Oyy, çok uzadı ama bitiyor. Burcu'yu otogara bıraktık ve İstanbul'a yolculadık, eve döndük... Dün de süper ötesi mükellef bir kahvaltıyla güne başlayıp Urla'ya, Umman'a gittik Burak'la. Bildiğiniz (ya da bilmediğiniz) üzere Umman Olimpos'tan yeni taşındı bu taraflara; hatta beraber ev bakmıştık onunla. Evi çok güzel, kendisinin enerjisi acayip yükselmiş, tam kendini bulmuş sanki; kaza geçiren köpeği Çakıl(us) daha iyi ama epey acı çekiyor, kedisi Kum ise dün kendisine kuru mama verilmediği için Umman'a küs idi. Gitmişken Likya yolunda ihtiyaç halinde kullanmak üzere panço yağmurluğunu ve yine su geçirmeyen pantolonunu ödünç aldım ve İzmir'e geçtim. Arjin (Argın'ın yeni adı, tam alışamadım henüz) ile buluştuk, iki laklak ettik ve ondan da çadırını aldım ve eve döndüm. Akşam, yukarıda bahsettiğim ve 1-2 gün içinde kokusunu alacağınız etkinlikle ilgili birkaç detay netleşti bu arada...
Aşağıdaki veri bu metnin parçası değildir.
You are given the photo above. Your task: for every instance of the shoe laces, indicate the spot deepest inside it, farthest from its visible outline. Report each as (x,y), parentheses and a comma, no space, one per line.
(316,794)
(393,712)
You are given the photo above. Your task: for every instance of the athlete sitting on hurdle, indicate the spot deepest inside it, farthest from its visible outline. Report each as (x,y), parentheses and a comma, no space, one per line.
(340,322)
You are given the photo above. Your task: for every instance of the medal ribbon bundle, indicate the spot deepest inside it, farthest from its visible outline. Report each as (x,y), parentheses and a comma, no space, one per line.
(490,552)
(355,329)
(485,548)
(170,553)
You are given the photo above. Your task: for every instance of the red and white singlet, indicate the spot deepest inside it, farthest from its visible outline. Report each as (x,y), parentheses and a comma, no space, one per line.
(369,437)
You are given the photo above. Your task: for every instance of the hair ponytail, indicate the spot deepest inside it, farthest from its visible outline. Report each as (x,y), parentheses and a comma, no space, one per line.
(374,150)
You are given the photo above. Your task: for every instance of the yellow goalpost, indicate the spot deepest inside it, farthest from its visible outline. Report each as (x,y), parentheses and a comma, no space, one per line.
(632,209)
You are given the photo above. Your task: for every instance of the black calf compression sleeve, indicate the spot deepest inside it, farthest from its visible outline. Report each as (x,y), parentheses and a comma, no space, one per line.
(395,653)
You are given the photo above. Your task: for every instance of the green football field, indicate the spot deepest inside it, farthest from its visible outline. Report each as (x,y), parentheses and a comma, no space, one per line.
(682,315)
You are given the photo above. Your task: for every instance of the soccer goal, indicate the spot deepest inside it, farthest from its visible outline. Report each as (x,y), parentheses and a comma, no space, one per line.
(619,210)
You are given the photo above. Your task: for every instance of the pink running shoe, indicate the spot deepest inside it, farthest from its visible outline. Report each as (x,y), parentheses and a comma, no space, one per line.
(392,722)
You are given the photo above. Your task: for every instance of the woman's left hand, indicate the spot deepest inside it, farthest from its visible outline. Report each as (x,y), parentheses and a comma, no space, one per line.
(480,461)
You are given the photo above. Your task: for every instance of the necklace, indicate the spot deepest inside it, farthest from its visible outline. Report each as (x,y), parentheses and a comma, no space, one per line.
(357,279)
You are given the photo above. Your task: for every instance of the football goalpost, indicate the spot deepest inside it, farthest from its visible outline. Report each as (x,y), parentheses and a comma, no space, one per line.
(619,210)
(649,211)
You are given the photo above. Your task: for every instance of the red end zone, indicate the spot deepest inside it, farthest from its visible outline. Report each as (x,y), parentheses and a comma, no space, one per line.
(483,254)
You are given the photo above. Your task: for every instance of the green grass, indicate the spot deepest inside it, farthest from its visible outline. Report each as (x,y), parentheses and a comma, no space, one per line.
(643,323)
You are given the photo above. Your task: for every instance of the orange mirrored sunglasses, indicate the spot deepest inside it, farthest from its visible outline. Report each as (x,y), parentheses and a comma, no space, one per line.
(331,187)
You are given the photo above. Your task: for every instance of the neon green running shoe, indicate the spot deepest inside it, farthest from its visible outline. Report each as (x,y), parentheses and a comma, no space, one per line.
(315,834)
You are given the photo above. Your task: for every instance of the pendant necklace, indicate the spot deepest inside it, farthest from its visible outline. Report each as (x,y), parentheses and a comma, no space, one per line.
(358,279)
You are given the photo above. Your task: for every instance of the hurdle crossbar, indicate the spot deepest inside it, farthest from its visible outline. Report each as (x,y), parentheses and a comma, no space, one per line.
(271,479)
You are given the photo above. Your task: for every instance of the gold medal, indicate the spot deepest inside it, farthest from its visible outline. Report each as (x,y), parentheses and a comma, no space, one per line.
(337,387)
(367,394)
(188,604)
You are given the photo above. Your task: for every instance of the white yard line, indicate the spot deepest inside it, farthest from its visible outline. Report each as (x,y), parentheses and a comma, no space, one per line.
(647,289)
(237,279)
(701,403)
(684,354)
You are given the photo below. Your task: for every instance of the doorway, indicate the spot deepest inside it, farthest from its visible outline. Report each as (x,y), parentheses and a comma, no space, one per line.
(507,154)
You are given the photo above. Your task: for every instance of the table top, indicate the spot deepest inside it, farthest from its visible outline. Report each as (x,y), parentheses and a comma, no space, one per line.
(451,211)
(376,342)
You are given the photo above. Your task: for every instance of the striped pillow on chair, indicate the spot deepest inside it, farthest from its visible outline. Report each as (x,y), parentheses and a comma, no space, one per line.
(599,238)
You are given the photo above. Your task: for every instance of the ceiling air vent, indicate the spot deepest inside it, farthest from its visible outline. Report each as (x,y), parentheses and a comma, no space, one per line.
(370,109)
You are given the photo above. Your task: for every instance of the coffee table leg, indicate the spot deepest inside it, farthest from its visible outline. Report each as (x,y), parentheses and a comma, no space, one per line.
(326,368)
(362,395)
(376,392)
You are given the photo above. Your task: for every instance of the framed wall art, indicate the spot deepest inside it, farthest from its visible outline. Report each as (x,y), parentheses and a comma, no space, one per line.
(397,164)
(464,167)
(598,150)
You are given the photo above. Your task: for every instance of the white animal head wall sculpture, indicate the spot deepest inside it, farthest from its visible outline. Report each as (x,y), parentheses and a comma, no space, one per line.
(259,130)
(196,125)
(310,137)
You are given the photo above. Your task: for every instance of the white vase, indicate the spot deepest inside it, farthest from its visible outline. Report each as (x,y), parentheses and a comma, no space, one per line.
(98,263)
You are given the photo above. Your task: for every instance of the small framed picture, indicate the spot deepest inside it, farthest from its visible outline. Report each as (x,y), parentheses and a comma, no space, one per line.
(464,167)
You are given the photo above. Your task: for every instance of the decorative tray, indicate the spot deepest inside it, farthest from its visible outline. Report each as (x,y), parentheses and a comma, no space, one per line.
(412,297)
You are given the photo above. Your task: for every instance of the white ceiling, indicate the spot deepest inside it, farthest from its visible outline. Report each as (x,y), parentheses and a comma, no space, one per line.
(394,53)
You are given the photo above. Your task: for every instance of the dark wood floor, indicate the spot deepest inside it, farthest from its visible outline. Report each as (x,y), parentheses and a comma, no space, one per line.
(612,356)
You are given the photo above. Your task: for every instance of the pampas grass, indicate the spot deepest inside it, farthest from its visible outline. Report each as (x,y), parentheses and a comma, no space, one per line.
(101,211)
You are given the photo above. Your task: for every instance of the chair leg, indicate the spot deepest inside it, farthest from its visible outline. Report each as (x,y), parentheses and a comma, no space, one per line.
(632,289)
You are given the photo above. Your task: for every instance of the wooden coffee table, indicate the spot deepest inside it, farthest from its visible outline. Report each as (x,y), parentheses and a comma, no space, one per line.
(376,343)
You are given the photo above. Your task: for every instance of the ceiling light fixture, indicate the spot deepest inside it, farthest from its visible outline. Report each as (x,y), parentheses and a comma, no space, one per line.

Ehh bugün de kalktım, kahvaltı, duş vs. Birazdan SGK'ya gidip genel sağlık sigortamı başlatacağım, sonra yürüyüşle ilgili bir iki alışveriş yapıp döneceğim. Yarın yola düşüyorum, otostopla Patara'ya gidecek ve geçen yıl kaldığımız kamp alanına çadırı atacağım. Cumartesi günü diğer arkadaşlar da gelecek ve Pazar günü Kalkan-Kaş tarafına doğru yürümeye başlayacağız. Oradan Flora'nın bahar şenliğine geçerim, sonra da... Bakalım işte...

22 Nisan 2014 Salı

İtfaiyeci Sam

İlk kez, daha yazıya başlamadan yazının başlığı belli idi: İtfaiyeci Sam

Geçen hafta bugün Antalya'ya doğru yola çıktım. Annemler de Manavgat'a gidiyorlardı zaten, onlarla yola düşüp Manavgat'tan otostopa başladım.

Önce Erzurum-Tortum'lu iki çok genç çocuk (ehliyetleri bile yoktu) aldılar beni ve onlarla Serik'e kadar devam ettim. Otellerden hurda toplayarak geçimlerini sürdürüyorlarmış. Güzel insanlardı...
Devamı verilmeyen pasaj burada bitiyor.